Early Return Would ‘Doom Ministry,’ Falwell Warns Bakker

<i> Times Staff Writer</i>

The Rev. Jerry Falwell has warned controversial television evangelist Jim Bakker against an early comeback, saying any attempt by Bakker to return to the pulpit of the PTL television show would be “the doom of the ministry” and would prompt the resignation of the majority of PTL’s current board of directors.

Responding to published reports that Bakker had sent him a telegram saying he was ready to preach again, Falwell said Bakker’s return would worsen the “national, international furor” that has surrounded PTL since scandal broke over Bakker’s alleged sexual liaison with a church worker.

The Bakker scandal has caused a “terrific, terrific erosion of credibility” of television evangelists, said Falwell, who estimated that his own Old Time Gospel Hour had “lost a million, maybe closer to $2 million in revenues the past 30 days.”

PTL, which stands for “Praise the Lord” and “People That Love” has been run by an interim board headed by Falwell since the scandal began last month, but Falwell hinted that he may leave the post soon.

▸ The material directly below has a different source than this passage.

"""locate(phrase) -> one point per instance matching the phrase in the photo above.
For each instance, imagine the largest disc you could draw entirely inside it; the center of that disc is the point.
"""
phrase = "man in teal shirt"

Falwell was interviewed Saturday by CBS News, and his remarks were broadcast on Sunday’s “Face the Nation” program.


Falwell declined to say whether he believed charges made Friday by another prominent evangelist, the Rev. John Ankerberg, that Bakker has had sex with prostitutes and has engaged in homosexual activities. Ankerberg, he said, “is a very highly respected church leader,” and the PTL board, which meets Tuesday, does “take seriously what he is saying.”

The Assemblies of God denomination, in which Bakker is ordained, has a “restoration program” that could allow Bakker to begin preaching again, Falwell said. But, he added, no recovery is allowed from homosexual encounters, and if the latest charges are true, Bakker would lose his license to preach “permanently.”

Although Bakker has admitted having a sexual encounter seven years ago with church worker Jessica Hahn, he has denied the latest charges. From their home in Palm Springs, Bakker’s wife, Tammy, read a statement to wire services Saturday night in which her husband said: “I have never been to a prostitute, and I am not or have ever been a homosexual.”

The PTL board plans to review the charges against Bakker at Tuesday’s meeting and will issue a statement about them, said Falwell, who also said that he is considering leaving his PTL post at that time. Other members of his Southern Baptist denomination have been pressuring him to leave PTL, he said, in part because of disagreements the Baptists have with PTL’s Pentecostal theology.


In addition to the charges of sexual misconduct against Bakker, press reports have said that large sums donated to PTL were turned over to Bakker’s personal use. Jim and Tammy Bakker were paid as much as $1.6 million in 1986 and $640,000 during the first three months of this year, the Charlotte (N.C.) Observer reported last week. The Internal Revenue Service is investigating those payments, Newsweek reports in its current issue.

While Falwell declined to judge the charges against Bakker, other television evangelists were quick to take sides Sunday. The Rev. Jimmy Swaggart, whom Bakker’s lawyer has accused of plotting a “hostile takeover” of PTL, said he had seen “some of the proof” of Ankerberg’s charges. While he does not know all of the charges, he said, “I do know about some of them, and I do believe that they are true.”

Bakker’s ministry, Swaggart said, was “a cancer on society and in the body of Christ.” Swaggart was interviewed in San Diego by “Face the Nation.”

But the Rev. Oral Roberts, preaching to a crowd estimated at 5,000 Sunday in the Buffalo, N.Y., convention center, said he sided with Bakker. “I stand by the man who sinned and said ‘I sinned and now I repent,’ ” Roberts said, according to the Associated Press.